Evolusi Masyarakat Kota di Malaysia
Evolusi di kota Malaysia adalah hasil dari sebuah proses yang rumit dari segi sosial, ekonomi, dan politik. Posisi geografis Malaysia merupakan salah satu factor utama dalam pembangunan, dimana Malaysia secara bersamaan adalah sebuah penghalang dan mata rantai antara peradaban India dan Cina, antara masa benua Asia dan Asia Tenggara serta pasifik. Melayu yang relative berpenduduk jarang dan luas daerah yang tak seberapa memang berkapasita produksi lemah.

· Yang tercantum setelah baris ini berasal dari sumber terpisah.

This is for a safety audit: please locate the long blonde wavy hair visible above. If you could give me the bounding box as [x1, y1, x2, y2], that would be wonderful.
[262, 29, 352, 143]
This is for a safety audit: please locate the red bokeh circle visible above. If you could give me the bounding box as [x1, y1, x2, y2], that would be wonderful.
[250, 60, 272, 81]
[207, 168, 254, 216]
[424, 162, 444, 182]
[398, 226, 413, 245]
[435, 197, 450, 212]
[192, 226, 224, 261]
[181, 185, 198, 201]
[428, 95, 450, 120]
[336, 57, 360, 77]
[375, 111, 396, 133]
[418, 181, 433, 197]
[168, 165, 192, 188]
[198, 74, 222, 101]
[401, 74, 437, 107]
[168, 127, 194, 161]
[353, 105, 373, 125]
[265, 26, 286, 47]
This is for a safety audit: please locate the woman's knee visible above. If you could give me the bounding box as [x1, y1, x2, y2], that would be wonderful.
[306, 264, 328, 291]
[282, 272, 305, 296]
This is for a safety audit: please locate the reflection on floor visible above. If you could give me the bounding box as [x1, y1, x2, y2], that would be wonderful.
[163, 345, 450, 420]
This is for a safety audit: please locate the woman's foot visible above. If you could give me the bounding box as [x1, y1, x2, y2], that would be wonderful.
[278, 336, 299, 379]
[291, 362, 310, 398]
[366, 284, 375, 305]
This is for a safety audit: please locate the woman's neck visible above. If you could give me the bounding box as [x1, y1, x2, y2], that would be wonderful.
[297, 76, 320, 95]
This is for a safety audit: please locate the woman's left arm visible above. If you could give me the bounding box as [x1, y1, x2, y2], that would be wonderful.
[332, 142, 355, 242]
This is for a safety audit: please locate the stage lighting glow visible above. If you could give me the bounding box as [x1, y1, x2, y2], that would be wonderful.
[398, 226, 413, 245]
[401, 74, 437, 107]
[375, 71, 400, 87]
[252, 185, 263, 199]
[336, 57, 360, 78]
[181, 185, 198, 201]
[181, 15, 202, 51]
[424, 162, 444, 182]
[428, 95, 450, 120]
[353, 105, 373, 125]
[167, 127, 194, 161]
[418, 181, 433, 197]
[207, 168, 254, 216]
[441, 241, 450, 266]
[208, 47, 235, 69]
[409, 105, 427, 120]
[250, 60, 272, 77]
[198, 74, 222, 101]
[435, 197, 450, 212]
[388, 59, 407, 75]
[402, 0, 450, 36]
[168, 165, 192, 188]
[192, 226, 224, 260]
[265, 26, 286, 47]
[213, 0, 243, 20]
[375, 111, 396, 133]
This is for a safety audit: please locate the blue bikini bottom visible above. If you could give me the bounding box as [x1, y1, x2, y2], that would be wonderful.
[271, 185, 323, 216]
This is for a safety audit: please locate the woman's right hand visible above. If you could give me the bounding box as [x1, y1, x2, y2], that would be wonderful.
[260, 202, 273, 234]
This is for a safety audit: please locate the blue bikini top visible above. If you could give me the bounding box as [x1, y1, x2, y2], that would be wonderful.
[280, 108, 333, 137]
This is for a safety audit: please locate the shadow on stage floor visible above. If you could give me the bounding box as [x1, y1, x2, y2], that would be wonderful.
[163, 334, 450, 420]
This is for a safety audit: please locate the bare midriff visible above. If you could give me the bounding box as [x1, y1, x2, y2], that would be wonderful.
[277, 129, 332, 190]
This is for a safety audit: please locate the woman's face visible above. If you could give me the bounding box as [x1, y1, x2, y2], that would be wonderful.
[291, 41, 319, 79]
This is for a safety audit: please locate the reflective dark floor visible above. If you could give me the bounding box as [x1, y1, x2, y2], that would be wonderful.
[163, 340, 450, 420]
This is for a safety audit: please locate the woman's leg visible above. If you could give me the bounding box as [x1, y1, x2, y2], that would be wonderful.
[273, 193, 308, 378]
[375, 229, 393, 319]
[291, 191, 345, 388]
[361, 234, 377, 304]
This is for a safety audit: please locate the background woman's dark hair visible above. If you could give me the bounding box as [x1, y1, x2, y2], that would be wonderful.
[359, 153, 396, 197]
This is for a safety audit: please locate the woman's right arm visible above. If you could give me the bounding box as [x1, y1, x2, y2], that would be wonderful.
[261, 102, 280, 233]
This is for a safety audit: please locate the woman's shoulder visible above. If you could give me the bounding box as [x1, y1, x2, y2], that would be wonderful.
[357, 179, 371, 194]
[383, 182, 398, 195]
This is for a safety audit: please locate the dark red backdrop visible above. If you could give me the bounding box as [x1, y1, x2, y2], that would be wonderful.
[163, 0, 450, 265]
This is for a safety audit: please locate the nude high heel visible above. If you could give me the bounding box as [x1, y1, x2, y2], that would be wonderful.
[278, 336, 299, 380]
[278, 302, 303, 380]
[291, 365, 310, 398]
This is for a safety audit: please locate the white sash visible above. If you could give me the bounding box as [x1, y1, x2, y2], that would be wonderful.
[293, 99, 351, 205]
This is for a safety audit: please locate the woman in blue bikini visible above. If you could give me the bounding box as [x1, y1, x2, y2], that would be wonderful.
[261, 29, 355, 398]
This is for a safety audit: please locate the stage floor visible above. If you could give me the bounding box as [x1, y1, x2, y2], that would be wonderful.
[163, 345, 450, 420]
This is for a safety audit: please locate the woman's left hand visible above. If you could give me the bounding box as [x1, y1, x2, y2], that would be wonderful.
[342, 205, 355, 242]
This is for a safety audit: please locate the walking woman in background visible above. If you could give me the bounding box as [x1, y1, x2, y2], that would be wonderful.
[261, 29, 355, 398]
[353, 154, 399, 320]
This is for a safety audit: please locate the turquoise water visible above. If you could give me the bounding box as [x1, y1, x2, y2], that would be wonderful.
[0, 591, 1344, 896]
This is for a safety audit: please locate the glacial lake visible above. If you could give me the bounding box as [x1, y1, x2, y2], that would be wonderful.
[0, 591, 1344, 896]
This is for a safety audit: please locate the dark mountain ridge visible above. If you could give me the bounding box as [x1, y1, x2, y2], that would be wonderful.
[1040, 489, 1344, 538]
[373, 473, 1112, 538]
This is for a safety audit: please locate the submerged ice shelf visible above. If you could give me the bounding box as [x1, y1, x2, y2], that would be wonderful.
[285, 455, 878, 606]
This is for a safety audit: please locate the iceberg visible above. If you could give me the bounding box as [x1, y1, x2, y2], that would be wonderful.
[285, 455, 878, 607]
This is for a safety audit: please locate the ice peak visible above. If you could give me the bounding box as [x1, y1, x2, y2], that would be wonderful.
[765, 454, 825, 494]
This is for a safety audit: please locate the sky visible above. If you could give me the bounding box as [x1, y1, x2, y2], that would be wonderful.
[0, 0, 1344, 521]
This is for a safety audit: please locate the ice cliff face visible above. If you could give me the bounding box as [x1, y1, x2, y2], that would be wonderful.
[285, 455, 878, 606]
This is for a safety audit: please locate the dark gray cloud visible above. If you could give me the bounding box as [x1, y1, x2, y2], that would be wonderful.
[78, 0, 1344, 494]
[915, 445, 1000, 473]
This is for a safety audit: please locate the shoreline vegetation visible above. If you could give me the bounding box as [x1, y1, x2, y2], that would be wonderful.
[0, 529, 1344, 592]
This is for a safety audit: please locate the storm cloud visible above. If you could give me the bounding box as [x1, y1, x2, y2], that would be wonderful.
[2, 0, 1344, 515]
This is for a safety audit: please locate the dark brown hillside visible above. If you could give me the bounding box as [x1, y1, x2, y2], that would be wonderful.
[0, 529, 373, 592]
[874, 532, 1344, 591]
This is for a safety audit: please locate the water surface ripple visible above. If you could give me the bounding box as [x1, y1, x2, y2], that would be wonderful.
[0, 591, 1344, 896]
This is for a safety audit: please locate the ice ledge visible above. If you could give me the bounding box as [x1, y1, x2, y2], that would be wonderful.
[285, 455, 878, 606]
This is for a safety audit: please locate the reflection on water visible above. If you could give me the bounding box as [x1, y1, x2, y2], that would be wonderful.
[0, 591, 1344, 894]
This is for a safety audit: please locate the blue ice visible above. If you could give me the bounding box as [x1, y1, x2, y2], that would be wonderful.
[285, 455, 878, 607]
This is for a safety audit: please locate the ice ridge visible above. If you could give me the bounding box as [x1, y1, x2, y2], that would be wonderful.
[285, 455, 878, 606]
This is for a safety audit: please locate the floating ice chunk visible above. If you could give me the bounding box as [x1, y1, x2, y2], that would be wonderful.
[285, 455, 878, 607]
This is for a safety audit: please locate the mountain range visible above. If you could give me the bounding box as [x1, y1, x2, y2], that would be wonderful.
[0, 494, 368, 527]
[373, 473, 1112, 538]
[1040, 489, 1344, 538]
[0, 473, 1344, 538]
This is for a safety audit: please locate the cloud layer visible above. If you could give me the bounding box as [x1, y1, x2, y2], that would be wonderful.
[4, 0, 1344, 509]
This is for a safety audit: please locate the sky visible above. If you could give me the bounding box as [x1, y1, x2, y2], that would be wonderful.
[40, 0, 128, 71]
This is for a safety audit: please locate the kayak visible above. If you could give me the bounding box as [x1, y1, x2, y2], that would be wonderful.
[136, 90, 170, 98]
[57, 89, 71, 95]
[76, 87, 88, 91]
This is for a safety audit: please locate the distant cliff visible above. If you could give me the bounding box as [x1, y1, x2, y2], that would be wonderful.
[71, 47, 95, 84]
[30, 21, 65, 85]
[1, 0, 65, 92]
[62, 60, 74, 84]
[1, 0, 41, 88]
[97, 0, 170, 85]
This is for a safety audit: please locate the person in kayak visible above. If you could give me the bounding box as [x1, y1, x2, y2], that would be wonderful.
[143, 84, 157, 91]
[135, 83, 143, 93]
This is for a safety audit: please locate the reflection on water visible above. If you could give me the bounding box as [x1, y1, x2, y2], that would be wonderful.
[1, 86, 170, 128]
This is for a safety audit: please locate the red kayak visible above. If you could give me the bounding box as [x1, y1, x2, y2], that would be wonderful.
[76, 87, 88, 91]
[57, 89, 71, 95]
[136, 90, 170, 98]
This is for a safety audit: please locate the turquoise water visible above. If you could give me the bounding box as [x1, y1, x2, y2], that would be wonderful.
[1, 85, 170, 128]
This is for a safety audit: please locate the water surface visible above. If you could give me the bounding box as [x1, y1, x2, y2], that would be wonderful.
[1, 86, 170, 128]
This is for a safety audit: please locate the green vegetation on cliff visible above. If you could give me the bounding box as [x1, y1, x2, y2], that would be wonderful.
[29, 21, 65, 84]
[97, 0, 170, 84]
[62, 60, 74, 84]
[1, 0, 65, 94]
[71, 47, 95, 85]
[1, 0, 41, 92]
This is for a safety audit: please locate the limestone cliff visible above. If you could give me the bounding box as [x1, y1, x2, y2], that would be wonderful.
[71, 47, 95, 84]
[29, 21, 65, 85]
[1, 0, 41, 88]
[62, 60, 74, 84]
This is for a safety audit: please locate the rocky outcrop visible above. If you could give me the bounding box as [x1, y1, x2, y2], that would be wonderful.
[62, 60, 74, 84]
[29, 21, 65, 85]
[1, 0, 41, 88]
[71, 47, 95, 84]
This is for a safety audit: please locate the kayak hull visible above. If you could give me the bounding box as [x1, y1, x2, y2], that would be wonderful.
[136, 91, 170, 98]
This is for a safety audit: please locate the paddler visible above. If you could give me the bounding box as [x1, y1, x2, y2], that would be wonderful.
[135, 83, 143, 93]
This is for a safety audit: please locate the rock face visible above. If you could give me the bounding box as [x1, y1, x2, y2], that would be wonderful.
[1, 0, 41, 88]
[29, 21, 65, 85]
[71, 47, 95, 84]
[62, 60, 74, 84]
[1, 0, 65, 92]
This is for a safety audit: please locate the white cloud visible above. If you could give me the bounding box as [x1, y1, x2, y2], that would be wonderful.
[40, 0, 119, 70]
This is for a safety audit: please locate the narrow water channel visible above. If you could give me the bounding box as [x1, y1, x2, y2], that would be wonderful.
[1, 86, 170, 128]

Jejak-jejak pertama kehidupan kota nampaknya berkembang dengan pengaruh India dan pendirian negra-negara kecil mengambil pola-pola ideology Negara India abad ke-19 sesudah tahun masehi.
Kerajaan Melayu berkembang oleh lintas perdagangan. Malaka yang ditemukan oleh petualang laut Bugis dari dulu sudah menjadi pusat perdagangan di Selat Malaka antara Sumatera dan Malaya. Malaka berbeda dalam aspek penting dari saingan-saingannya yang di Sumatera dan tempat lain, “Walaupun bandar yang lain di kedua pantai baik Sumatera maupun Semenanjung Melayu didirikan untuk ekspor produk daerah pedalamnya. Malaka karena alasan sejarah dan geografis telah menjadi kota gudang yang kemakmurannya tergantung pada volume perdagangan yang melalui selat. Dasar fundamental Malaka adalah suatu pertukaran hasil-hasil bahan pokok dari Nusantara dengan olahan bahan-bahan pokok dari India.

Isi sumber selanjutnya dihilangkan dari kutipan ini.